The American Farm Bureau Federation praised the U.S. House of Representatives for its April 16 passage of the Death Tax Repeal Act of 2015 and is encouraging the Senate to pass the bill as well.
“Farmers and ranchers need tax laws that protect their family businesses. They don’t want to be punished for their success,” AFBF President Bob Stallman said. With the House passage of the bill, “we are one step closer to tax reform that will help farm families invest in the future and pass their businesses on to the next generation.”
Estates worth more than $10.9 million for couples and $5.4 million for individuals fall under the tax. The Congressional Budget Office and the Office of Management and Budget have projected about $20 billion in revenue from the estate tax this year.

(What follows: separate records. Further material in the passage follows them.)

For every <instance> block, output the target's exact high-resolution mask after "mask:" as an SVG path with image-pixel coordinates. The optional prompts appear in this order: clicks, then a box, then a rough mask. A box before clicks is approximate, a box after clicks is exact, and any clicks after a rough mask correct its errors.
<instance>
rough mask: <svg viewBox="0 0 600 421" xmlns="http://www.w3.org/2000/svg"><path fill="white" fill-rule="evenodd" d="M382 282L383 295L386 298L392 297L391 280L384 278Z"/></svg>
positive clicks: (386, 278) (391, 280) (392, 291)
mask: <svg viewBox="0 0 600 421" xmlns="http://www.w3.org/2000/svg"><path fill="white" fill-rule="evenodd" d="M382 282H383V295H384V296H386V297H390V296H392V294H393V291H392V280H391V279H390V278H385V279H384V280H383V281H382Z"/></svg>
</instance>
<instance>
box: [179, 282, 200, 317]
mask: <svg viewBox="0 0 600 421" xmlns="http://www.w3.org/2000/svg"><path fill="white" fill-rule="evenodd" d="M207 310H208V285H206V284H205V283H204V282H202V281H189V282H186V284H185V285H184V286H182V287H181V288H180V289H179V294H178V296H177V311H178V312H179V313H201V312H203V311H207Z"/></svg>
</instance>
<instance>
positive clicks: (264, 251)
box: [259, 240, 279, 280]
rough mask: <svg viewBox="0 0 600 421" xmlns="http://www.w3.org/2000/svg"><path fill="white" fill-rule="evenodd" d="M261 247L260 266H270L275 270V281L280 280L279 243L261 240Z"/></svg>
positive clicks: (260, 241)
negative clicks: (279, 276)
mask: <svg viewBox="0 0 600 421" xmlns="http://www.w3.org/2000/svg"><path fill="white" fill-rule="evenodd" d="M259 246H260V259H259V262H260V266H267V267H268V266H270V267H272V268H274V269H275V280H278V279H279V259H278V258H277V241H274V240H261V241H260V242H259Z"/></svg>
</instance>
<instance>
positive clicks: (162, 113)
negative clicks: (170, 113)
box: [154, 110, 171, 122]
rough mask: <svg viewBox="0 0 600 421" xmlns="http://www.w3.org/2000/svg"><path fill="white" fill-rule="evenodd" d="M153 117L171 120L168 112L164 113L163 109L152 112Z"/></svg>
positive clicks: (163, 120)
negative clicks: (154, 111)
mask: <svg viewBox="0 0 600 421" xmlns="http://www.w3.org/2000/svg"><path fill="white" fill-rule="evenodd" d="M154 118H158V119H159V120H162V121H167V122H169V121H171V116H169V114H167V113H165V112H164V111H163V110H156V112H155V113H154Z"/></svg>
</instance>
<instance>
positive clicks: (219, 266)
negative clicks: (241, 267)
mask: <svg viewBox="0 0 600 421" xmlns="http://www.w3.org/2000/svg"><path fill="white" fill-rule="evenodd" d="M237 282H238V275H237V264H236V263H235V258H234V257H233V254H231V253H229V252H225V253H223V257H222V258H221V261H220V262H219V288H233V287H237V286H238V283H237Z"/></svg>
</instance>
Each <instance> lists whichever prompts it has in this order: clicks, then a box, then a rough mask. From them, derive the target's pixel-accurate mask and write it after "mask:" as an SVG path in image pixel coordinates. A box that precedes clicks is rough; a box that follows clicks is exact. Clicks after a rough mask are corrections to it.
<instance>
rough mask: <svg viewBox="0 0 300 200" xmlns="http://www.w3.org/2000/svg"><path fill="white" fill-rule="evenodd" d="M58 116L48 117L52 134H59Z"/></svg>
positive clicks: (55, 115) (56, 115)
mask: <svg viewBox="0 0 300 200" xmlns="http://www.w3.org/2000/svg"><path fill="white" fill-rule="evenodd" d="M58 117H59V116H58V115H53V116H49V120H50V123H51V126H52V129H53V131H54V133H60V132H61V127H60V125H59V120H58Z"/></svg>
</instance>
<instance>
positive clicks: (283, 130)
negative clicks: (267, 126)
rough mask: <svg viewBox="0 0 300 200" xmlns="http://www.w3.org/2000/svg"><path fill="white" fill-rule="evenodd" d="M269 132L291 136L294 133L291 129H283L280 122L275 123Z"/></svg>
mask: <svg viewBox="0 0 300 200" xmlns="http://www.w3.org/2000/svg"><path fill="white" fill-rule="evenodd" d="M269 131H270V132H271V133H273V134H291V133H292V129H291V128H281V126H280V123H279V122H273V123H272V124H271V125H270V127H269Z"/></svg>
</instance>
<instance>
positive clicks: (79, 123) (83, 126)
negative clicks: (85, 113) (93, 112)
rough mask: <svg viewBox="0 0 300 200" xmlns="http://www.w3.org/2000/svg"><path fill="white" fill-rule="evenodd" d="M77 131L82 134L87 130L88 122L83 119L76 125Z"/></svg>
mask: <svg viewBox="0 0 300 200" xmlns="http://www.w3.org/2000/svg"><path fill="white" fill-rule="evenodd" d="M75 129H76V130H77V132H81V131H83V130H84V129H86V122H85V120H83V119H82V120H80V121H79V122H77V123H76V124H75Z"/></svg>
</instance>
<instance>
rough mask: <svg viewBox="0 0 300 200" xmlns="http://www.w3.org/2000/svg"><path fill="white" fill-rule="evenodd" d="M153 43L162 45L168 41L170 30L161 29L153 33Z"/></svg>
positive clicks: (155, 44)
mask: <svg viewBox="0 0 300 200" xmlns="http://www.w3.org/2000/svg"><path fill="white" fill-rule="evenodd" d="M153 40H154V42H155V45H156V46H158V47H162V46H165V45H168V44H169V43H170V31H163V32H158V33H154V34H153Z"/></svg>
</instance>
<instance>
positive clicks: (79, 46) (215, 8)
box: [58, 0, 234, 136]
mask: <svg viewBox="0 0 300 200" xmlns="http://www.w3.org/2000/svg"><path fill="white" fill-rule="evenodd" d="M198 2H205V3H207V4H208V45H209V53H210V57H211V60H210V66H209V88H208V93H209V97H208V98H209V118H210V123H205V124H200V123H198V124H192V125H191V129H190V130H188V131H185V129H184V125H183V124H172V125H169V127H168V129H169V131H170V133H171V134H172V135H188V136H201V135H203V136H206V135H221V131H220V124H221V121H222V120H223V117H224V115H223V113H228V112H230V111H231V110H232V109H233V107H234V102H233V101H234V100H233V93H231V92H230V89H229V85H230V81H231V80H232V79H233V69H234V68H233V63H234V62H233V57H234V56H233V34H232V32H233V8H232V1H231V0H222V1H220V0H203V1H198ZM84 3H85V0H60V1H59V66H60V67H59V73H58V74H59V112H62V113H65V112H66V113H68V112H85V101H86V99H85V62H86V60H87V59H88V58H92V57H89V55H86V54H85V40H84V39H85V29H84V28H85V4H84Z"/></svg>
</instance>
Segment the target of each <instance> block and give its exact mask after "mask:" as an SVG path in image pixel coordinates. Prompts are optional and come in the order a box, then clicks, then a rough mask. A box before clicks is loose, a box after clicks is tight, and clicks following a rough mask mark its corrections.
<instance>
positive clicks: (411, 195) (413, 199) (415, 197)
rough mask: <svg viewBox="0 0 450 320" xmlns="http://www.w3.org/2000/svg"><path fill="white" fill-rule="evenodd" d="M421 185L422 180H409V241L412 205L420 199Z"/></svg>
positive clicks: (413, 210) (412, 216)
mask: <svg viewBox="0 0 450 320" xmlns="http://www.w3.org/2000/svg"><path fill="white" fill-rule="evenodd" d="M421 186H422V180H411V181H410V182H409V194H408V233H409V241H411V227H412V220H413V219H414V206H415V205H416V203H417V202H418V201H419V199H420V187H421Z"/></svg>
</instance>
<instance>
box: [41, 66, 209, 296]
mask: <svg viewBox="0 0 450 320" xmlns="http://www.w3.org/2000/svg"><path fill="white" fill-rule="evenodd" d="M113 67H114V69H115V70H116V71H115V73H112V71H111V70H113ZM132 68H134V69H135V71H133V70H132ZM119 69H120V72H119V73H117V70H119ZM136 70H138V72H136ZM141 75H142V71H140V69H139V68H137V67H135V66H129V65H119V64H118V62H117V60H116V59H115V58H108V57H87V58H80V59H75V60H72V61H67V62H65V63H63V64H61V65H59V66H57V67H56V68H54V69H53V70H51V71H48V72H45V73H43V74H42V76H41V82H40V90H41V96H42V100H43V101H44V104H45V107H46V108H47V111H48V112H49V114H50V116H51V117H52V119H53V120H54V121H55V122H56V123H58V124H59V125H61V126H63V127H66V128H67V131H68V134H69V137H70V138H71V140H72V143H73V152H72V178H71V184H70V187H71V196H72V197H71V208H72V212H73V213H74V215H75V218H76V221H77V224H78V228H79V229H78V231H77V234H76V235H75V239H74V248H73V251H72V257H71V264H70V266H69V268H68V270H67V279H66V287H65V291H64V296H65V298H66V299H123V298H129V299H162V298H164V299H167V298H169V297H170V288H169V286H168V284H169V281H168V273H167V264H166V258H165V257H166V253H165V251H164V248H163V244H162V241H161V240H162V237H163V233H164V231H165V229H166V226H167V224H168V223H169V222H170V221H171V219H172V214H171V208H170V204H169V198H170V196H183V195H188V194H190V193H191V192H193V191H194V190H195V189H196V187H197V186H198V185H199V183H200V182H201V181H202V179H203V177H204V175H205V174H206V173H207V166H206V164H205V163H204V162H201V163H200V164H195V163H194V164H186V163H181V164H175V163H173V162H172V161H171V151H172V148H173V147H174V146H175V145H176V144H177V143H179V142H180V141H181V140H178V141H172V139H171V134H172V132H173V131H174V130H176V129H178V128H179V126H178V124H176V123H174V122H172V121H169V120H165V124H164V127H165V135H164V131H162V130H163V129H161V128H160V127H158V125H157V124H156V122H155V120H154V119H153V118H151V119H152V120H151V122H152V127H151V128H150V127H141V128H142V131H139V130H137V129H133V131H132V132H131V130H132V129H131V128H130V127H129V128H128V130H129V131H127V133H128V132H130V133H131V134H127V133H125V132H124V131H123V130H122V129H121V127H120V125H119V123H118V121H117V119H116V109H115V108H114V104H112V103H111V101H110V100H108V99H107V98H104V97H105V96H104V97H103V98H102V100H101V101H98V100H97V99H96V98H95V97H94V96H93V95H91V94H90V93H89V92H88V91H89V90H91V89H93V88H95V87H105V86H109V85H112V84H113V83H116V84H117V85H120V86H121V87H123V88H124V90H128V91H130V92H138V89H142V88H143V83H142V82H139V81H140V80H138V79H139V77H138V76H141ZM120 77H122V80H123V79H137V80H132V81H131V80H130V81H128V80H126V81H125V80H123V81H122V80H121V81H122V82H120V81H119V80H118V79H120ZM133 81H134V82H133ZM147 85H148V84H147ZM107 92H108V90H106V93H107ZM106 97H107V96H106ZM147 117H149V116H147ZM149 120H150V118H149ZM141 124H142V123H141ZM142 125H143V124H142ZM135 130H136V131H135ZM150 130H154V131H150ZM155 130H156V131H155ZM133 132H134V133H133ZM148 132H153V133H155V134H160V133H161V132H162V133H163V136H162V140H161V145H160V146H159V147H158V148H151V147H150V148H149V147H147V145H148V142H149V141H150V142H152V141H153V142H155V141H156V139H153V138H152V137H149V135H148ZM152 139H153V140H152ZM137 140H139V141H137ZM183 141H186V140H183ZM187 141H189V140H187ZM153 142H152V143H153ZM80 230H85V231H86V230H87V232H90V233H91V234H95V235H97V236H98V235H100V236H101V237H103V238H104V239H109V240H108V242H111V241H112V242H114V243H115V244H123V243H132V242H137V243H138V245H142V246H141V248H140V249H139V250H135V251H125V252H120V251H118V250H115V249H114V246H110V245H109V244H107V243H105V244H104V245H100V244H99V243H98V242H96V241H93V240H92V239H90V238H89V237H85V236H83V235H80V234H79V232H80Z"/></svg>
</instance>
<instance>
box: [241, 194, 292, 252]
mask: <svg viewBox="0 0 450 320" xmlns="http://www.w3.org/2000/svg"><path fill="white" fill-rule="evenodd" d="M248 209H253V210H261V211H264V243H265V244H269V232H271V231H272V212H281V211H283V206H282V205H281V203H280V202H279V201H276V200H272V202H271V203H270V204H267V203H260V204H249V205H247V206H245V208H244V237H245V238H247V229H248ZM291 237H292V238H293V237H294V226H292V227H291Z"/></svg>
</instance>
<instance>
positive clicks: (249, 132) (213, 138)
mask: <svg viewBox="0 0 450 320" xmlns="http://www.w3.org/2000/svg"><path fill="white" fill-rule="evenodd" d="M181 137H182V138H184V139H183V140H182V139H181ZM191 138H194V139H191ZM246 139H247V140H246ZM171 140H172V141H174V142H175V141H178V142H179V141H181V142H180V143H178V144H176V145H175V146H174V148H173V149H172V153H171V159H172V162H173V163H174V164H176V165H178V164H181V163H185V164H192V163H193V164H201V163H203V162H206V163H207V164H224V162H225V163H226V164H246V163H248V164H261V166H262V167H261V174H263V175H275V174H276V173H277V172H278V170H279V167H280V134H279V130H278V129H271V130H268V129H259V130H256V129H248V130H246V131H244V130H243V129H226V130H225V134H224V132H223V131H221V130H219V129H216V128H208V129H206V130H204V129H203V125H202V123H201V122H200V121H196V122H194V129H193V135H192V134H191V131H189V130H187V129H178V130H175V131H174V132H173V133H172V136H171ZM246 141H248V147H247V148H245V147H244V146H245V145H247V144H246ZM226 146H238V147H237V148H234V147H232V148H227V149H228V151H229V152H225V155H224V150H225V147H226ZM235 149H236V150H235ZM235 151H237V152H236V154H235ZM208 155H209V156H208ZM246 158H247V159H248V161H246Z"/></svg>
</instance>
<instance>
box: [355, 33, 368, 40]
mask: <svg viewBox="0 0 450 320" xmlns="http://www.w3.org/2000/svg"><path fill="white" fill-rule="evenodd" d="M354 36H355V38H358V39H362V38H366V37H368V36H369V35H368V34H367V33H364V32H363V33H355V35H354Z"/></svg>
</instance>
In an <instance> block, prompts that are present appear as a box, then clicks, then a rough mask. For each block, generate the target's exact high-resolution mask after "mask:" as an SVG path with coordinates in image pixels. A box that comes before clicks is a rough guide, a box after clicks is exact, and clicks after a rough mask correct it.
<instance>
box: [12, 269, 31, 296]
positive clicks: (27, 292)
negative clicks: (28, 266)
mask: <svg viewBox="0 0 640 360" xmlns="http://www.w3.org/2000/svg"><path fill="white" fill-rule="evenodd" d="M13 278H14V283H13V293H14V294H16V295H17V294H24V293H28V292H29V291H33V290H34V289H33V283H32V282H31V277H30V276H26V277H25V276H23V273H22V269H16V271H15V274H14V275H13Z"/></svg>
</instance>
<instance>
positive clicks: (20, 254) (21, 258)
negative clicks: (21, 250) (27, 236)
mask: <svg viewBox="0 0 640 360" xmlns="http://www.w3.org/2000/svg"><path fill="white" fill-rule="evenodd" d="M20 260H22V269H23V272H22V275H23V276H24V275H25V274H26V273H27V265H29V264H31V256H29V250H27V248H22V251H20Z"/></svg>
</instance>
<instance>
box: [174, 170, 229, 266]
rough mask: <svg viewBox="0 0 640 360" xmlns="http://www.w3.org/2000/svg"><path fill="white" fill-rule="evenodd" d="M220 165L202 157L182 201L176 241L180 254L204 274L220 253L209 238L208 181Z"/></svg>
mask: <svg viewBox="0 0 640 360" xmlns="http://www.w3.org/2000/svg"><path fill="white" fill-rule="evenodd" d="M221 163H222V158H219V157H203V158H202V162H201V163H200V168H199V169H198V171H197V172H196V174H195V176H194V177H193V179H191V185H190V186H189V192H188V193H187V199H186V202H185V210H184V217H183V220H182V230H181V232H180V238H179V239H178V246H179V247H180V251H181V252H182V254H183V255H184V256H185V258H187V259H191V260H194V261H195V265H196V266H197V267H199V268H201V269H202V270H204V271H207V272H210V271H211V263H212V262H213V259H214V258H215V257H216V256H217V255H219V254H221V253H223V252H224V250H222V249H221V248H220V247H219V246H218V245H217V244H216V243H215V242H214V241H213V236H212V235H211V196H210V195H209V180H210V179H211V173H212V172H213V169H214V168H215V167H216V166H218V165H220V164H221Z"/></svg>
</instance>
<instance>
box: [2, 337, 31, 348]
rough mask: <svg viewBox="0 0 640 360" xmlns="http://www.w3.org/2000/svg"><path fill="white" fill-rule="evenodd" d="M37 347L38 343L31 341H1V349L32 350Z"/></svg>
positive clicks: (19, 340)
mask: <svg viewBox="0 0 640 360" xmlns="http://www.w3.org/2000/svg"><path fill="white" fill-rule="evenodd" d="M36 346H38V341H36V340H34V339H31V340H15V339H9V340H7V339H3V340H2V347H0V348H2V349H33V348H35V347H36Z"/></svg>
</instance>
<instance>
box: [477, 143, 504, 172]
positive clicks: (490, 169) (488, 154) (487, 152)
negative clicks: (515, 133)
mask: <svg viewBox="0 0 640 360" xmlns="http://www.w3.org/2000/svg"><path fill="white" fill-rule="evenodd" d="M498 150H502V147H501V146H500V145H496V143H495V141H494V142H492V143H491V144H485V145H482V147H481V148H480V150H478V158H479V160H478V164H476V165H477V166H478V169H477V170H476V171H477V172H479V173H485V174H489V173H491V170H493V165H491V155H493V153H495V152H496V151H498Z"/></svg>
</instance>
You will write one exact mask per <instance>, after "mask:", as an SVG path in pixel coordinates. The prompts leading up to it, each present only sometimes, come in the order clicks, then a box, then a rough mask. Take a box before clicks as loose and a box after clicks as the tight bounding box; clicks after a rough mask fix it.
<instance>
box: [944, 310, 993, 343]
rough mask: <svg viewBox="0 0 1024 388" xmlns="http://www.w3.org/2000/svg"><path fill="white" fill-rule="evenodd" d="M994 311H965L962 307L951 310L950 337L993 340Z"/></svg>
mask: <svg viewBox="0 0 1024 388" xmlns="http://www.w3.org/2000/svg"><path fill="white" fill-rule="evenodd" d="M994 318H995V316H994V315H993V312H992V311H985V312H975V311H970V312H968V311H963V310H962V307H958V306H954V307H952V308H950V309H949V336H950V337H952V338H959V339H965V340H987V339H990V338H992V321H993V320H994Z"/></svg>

U.S. farm families often have the potential to get squeezed by the estate tax, because their assets are tied up in land, equipment and structures that are essential for farming. Faced with a tax on the transfer of those assets, family members often have few options other than selling off land or equipment, to their farms’ detriment.
“Previous Congressional action to increase the exemption provided important relief, but estate taxes still weigh on many farm families,” Stallman said. “Some must slow growth to remain exempt. We need tax policies that help capital-intensive businesses like farms and ranches and that don’t stand in the way of sons and daughters ready to follow the agricultural legacy of their parents.”
The bill is expected to face an uphill battle in the Senate. The White House also has threatened a veto.
Virginia enacted legislation in 2006 that repealed the state’s death tax for estates of owners who died on or after July 1, 2007.